L’instauration de ces conditions apporte assurément des avantages au pays concerné, comme un droit de seigneuriage, particulièrement visibles dans le cas des Etats-Unis. Mais une telle orientation signifierait une soumission plus poussée à la finance mondialement dominante, et donc aussi une perte relative de maîtrise de sa politique monétaire. Comment la République populaire de Chine pourrait-elle parvenir à tirer les bénéfices d’un renminbi internationalisé sans être contrainte de payer au prix fort le coût qui lui est associé – à savoir : renoncer au plein exercice de sa souveraineté monétaire et à la définition d’une stratégie de développement autonome – ? Car ce que l’on constate, c’est que la haute finance a besoin d’un Etat fort dans l’ère néo-libérale ; mais d’un Etat fort qu’elle tourne totalement contre les intérêts des peuples. La réactivation du rôle de l’Etat néo-libéral par les politiques anticrise en donne l’illustration : leur but est moins de sauver les peuples que les oligopoles financiers. Ce ne sont pourtant pas les titres de la dette qui sont souverains, mais les peuples eux-mêmes…

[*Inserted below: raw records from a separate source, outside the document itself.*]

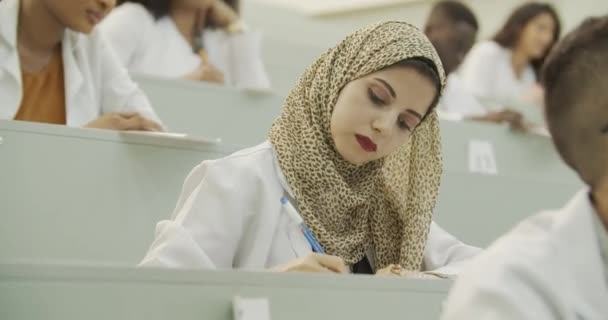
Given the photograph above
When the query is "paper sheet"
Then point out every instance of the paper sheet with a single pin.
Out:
(481, 157)
(250, 308)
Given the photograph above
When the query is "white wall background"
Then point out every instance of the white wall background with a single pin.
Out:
(293, 40)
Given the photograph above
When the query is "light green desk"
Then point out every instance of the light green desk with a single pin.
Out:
(70, 193)
(32, 292)
(239, 118)
(75, 194)
(531, 177)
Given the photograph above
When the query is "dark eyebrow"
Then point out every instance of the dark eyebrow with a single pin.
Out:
(388, 87)
(414, 113)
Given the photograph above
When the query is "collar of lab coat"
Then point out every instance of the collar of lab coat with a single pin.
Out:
(576, 234)
(9, 11)
(280, 174)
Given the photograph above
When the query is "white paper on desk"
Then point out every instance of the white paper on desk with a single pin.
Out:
(239, 57)
(481, 157)
(175, 135)
(250, 308)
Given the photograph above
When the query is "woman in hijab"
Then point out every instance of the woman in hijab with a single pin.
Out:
(346, 183)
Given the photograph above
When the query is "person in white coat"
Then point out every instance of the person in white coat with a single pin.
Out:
(504, 70)
(191, 39)
(356, 150)
(555, 265)
(55, 68)
(452, 28)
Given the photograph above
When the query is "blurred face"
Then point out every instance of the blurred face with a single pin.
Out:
(376, 114)
(79, 15)
(537, 36)
(452, 42)
(194, 4)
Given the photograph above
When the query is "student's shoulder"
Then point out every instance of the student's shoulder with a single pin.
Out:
(130, 10)
(255, 163)
(488, 48)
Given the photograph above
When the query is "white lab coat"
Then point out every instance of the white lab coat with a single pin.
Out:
(548, 267)
(229, 215)
(156, 47)
(487, 73)
(457, 103)
(95, 82)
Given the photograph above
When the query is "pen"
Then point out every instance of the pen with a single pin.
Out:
(291, 211)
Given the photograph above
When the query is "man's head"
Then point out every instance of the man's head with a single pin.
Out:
(452, 28)
(576, 95)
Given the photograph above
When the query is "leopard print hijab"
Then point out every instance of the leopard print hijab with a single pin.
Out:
(385, 205)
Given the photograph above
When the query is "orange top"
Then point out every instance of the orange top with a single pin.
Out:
(44, 93)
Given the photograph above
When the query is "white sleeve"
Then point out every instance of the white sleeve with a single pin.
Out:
(493, 291)
(118, 92)
(208, 222)
(125, 29)
(444, 255)
(478, 71)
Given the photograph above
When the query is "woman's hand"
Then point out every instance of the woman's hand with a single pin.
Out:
(314, 262)
(122, 121)
(396, 270)
(206, 72)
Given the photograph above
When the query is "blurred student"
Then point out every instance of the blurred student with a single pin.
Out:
(452, 28)
(55, 68)
(505, 69)
(201, 40)
(555, 265)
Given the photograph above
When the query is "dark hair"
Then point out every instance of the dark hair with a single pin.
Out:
(573, 77)
(428, 69)
(510, 33)
(456, 12)
(161, 8)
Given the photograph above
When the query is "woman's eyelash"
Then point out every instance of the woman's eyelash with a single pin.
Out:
(374, 98)
(403, 125)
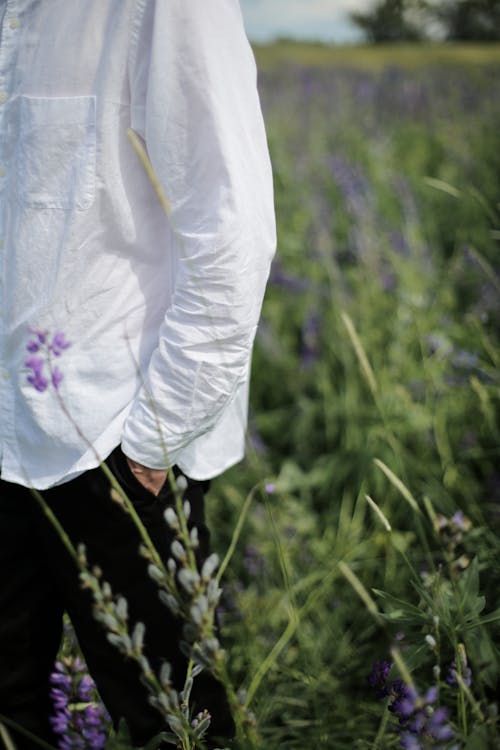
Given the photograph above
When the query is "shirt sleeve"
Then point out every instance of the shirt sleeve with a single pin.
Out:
(195, 104)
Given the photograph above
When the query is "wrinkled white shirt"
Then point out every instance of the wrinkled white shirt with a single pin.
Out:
(160, 311)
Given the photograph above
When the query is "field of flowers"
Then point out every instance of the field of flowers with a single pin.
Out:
(372, 540)
(361, 606)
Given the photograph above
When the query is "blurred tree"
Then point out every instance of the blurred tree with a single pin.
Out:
(477, 20)
(389, 21)
(413, 20)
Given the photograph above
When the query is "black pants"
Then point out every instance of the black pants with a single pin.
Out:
(39, 580)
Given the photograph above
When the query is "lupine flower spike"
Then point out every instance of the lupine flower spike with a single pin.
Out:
(42, 348)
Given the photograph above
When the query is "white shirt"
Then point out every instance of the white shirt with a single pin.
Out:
(160, 312)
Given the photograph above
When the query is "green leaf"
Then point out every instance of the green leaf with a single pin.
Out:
(478, 739)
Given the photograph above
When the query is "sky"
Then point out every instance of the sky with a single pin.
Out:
(326, 20)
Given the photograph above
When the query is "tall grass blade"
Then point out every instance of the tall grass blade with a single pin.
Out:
(360, 353)
(361, 591)
(403, 489)
(373, 505)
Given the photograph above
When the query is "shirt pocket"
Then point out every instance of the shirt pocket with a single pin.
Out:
(56, 159)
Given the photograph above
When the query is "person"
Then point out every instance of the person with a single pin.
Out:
(153, 314)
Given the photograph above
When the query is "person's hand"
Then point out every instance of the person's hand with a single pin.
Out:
(152, 479)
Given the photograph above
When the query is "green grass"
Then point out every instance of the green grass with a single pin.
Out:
(370, 57)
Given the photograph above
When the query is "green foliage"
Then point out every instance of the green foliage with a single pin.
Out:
(375, 373)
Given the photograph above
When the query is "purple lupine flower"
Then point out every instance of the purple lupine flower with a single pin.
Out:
(79, 727)
(59, 343)
(56, 377)
(421, 724)
(39, 345)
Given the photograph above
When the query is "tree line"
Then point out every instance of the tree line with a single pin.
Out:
(419, 20)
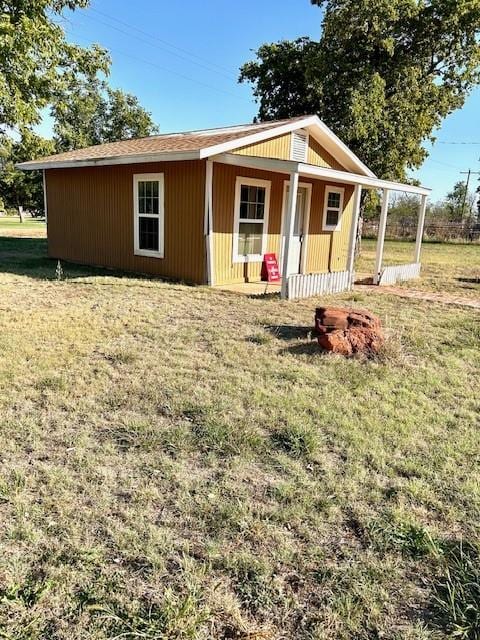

En Chine, aujourd’hui, les pressions en faveur de la libéralisation des marchés financiers, prônée par de nombreux économistes ou hommes politiques (à Shanghai, notamment) peuvent être atténuées par les discours rassurants sur le contrôle du processus de réforme en cours et sur la nécessité de « modernisation » du système de financement de l’économie afin de tendre vers l’objectif affiché de renminbi internationalisé. De telles pressions sont néanmoins très inquiétantes pour l’avenir du « socialisme de marché à la chinoise » lorsqu’elles rejoignent exactement les recommandations dispensées à la Chine par le Fonds monétaire international ou par certains leaders néo-libéraux de pays capitalistes du Nord. Comme l’ancien Président de la République française, Nicolas Sarkozy, qui, on s’en souvient, plaida au sommet du G-20 de Cannes en novembre 2011 à la fois pour l’adoption de mesures néo-libérales en Chine et pour… l’intégration du renminbi dans le panier de détermination des Droits de Tirage spéciaux (TDS) du FMI.